Joe Biden Benjamin Netanyahu Isreal Phone Call
Israeli Prime Minister Benjamin Netanyahu and Vice President Joe Biden speak during a meeting in Washington, D.C. on March 23, 2010. Amos Ben Gershom/GPO/Getty

"The President emphasized U.S. support for the recent normalization of relations between Israel and countries in the Arab and Muslim world," it continued. "He underscored the importance of working to advance peace throughout the region, including between Israelis and Palestinians. Together, they affirmed their shared interest in continued strategic cooperation to confront the many challenges facing the region."

Netanyahu's office described the hour-long conversation as "very warm and friendly," while confirming that the call had included discussions on "the Iranian threat and regional challenges" and efforts "to continue strengthening the steadfast alliance" between the U.S. and Israel. The leaders were also said to have discussed the COVID-19 pandemic, including the exchange of "ideas on ways to deal with the pandemic."

The call was the first that Biden has held with the leader of a Middle East country since becoming president. It took place after some observers and Israeli media outlets noted that the prime minister was not included in the new president's initial round of calls and speculated that Biden was snubbing Netanyahu due to his conservative ideology and close relationship with former President Donald Trump.

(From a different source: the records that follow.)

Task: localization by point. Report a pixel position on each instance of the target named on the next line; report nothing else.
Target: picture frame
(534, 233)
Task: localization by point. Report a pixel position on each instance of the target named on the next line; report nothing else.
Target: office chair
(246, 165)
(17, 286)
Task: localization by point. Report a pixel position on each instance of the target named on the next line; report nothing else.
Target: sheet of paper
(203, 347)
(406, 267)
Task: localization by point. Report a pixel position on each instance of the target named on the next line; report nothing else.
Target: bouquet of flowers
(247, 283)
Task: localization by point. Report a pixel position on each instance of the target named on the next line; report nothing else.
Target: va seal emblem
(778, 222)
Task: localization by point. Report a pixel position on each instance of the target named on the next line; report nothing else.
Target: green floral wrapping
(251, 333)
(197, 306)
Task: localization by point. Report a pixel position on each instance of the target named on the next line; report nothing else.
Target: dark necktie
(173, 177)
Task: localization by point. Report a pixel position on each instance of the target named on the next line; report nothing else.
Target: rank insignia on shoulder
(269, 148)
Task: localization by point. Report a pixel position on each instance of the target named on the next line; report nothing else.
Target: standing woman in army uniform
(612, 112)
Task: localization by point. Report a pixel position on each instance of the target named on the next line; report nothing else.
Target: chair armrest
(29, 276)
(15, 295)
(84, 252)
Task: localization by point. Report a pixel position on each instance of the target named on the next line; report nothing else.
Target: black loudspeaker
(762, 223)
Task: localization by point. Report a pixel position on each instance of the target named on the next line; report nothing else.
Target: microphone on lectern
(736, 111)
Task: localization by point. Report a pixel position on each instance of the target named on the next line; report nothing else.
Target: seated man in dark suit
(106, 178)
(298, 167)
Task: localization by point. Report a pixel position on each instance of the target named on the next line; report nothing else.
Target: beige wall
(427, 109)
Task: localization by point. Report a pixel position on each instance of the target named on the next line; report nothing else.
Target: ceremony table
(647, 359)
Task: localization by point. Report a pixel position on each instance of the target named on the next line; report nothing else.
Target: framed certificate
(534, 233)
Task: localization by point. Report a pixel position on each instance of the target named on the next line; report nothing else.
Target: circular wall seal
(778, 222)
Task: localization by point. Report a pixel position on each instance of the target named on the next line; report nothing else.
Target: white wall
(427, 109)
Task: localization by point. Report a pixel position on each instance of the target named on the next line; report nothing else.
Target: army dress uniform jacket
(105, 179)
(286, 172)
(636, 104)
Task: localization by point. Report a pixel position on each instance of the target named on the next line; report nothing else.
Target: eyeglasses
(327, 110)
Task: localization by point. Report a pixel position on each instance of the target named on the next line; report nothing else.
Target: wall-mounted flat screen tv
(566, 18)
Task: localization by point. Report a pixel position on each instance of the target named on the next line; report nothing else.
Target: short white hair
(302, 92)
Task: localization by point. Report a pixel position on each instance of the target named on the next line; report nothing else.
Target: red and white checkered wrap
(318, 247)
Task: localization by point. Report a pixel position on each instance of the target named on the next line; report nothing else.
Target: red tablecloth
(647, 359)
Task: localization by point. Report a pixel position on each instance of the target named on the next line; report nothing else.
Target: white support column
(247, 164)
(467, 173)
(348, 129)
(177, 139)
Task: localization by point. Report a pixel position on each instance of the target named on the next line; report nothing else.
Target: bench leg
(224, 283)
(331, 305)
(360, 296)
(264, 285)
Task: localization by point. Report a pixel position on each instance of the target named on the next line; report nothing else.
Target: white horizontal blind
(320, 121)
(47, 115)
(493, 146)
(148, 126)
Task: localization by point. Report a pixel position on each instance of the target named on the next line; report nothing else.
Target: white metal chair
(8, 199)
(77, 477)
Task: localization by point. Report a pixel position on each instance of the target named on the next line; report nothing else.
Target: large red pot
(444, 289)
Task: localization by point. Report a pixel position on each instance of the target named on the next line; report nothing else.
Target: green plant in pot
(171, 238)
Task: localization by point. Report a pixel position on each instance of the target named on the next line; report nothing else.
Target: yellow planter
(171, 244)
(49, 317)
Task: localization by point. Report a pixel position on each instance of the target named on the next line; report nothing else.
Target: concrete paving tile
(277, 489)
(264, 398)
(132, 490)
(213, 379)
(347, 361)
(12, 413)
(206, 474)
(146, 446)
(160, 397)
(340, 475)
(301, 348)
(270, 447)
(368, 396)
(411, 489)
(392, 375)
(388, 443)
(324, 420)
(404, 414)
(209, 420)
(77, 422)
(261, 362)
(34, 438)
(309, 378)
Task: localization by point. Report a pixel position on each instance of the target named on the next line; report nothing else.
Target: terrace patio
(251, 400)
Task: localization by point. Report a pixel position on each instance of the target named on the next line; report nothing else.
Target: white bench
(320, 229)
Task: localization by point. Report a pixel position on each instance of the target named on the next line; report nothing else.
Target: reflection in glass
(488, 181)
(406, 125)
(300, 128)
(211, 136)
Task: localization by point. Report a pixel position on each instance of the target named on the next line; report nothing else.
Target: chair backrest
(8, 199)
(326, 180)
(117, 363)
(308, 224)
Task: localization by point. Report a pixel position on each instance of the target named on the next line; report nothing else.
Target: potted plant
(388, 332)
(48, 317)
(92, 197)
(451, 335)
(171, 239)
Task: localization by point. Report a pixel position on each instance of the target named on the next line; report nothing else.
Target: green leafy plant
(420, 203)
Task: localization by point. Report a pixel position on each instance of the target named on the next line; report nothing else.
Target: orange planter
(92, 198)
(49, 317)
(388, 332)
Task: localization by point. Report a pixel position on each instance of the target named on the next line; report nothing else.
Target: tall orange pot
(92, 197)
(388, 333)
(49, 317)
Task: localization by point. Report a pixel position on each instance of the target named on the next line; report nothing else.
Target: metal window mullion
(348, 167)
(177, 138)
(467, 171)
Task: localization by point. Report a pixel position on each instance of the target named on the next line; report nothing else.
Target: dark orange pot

White House Press Secretary Jen Psaki said that Biden was "looking forward" to the conversation with Netanyahu last week while insisting that the delay was not intended to be "an international diss." During a press briefing on Tuesday, she promised the call would be happening "very soon," highlighting the "important strategic security relationship" between the two countries.

Netanyahu and Trump spoke within days of the former president being inaugurated in January 2017. Prior to Wednesday's call, Biden and Netanyahu had met many times during the administration of former President Barack Obama. After Biden beat Trump in the 2020 presidential election, Netanyahu offered slightly delayed congratulations amid Trump's repeated false claims of massive voter fraud.

Newsweek reached out to the White House for comment.